The Waldo Canyon fire, which has consumed over 18,500 acres, caused hundreds of residents to evacuate, and continues to pose a direct threat to the United States Air Force Academy.  At the time the helicopter arrived, containment was about five percent.

Elsewhere in Colorado, Erickson Air-Crane, has had three of its twin-engine, S-64 helitankers on the High Park Fire near Fort Collins since June 20.  The unique aircraft are equipped for water or fire retardant dropping, using a 2,000 gallon capacity external tank.  Each is supported by a crew of six, including two pilots, to mechanics, one fuel truck driver, and one maintenance vehicle operator.

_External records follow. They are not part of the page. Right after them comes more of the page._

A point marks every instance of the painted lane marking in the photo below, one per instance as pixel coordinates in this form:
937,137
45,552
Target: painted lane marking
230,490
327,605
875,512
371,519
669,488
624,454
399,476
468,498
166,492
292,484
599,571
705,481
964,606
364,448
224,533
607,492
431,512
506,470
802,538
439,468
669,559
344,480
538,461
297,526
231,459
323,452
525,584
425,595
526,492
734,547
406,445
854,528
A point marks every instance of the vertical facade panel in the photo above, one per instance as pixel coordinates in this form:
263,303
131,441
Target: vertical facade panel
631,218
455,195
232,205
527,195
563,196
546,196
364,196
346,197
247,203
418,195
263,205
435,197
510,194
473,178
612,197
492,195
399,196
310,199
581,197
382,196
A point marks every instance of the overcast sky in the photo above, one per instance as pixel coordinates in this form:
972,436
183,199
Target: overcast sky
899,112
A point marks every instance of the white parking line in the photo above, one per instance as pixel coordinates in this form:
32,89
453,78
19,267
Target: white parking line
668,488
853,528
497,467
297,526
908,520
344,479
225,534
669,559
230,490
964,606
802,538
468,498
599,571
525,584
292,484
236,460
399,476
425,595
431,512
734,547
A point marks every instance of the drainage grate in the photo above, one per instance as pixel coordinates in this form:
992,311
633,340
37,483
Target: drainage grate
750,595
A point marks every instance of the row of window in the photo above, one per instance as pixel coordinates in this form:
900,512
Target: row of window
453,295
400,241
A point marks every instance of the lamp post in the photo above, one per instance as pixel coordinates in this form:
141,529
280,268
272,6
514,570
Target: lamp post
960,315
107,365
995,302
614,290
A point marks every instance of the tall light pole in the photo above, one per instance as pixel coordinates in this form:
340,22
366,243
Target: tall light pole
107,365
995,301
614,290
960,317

Also assisting on the High Park fire was Michigan-based Construction Helicopters, which, for 21 days, deployed a Bell 212HP, until it was released on June 28, for redeployment  to other hot spots in the West.  The twin-engine helicopter, which was based in Ogden, Utah, uses a 274 gallon capacity external bucket system to drop water or fire retardant, and is supported by a pilot, mechanic and fuel truck driver.

According to Larry Kelley, Construction Helicopters’ Manager of West Coast Operations, an additional helicopter, a Bell 205A-1++, assigned to Dillon, Montana, was flown to Colorado, and for the past two weeks has been working in an initial attack role in and around Rifle, Craig, and Glenwood Springs.  Currently, it is working out of Grand Junction.

“The Colorado wildfires are further proof that this is one of the worst fire seasons on record in the Western US,” said Tom Eversole, Executive Director of the American Helicopter Services and Aerial Firefighting Association.  “The actions of Columbia Helicopters, Erickson Air-Crane, and Construction Helicopters are proving the capability of the privately operated aerial firefighting industry to respond when needed, as wildland fires increase in intensity, given the dry conditions throughout so much of the country.”

The three companies are members of the American Helicopter Services & Aerial Firefighting Association (AHSAFA), a Washington-based trade association representing commercial operators of helicopters and fixed wing aircraft engaged in aerial wildland firefighting.